There are people who think I am an idiot.

Sometimes I invite this opinion all by myself. Other times, I get help.

I’ll start at the beginning.

Because of my asthma, I qualify to receive a swine flu vaccination. But I wasn’t taking steps to make this happen. So my wife thought to contact my allergist’s office and inquire about the availability of the shots there.

She was told no doses were on hand but that a batch was expected and I could be put on a call-back list. A few days later, someone named Nancy phoned our home from the allergist’s office and left a message saying I could now schedule a shot. My wife relayed this to me while I was at work.

I looked up my allergist’s number and called. After listening to a recording that all but says “Go away, please,” I managed to leave a message. But the phonemail system had warned that no one would listen to it until the next business day.

That didn’t seem satisfactory. So I asked my wife if she had another number for this Nancy person. She did.

I called Nancy and set up a time to go in for my shot that same afternoon.

Not so fast.

When I arrived at my allergist’s, I was told that they had no appointment, no vaccine and no Nancy. The young woman I dealt with was nice about it, though. She must have encountered confusion before.

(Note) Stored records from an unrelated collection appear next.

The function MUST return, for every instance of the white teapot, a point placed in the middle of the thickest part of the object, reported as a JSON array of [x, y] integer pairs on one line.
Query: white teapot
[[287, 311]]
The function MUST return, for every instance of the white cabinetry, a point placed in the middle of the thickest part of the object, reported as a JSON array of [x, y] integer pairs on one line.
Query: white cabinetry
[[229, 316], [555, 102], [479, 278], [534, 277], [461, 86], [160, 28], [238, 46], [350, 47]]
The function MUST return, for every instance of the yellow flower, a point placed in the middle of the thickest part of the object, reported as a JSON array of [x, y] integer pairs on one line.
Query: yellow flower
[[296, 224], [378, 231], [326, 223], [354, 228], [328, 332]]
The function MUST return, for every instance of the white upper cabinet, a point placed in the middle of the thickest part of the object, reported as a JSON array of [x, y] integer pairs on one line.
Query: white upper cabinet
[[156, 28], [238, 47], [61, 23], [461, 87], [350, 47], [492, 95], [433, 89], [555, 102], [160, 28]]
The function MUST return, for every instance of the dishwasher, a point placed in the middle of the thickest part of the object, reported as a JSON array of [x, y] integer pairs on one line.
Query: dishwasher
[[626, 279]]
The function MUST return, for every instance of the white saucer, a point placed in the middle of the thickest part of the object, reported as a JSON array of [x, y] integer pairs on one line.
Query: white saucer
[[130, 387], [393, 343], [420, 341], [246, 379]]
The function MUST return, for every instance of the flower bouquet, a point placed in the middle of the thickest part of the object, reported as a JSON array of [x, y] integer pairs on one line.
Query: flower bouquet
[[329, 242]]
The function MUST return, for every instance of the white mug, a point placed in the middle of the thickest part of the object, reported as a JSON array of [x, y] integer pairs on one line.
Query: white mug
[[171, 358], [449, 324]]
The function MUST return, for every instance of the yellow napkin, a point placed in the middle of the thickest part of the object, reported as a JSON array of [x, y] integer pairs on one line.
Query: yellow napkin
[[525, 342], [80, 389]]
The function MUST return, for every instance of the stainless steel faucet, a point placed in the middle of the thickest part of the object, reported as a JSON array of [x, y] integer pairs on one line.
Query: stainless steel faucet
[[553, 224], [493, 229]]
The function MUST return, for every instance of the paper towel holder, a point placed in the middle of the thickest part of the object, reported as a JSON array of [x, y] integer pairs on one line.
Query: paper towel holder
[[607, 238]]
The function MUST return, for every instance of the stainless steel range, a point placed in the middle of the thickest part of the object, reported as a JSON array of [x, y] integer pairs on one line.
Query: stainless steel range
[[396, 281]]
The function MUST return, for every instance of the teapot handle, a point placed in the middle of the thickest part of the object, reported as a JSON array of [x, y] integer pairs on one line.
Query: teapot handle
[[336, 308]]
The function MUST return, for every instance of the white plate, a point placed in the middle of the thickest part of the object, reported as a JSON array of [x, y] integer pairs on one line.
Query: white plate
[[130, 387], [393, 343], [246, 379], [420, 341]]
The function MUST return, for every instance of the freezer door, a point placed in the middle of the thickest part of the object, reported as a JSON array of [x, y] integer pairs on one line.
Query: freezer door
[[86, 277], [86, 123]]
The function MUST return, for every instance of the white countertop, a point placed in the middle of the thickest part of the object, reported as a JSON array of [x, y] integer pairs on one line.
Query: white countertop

Apparently my wife had contacted the wrong allergy clinic at the outset. And the Nancy there had initially assumed I was their patient.

But while I was at my real allergist’s office, I signed up for an H1N1 shot later in the week. And by the time you read this, I will have been inoculated.

The moral of this story? That’s easy.

Wash your hands.

Today’s Slice question: Does it bug you when TV characters make plans to meet but fail to specify a time or exchange other information that might be required to make the rendezvous happen?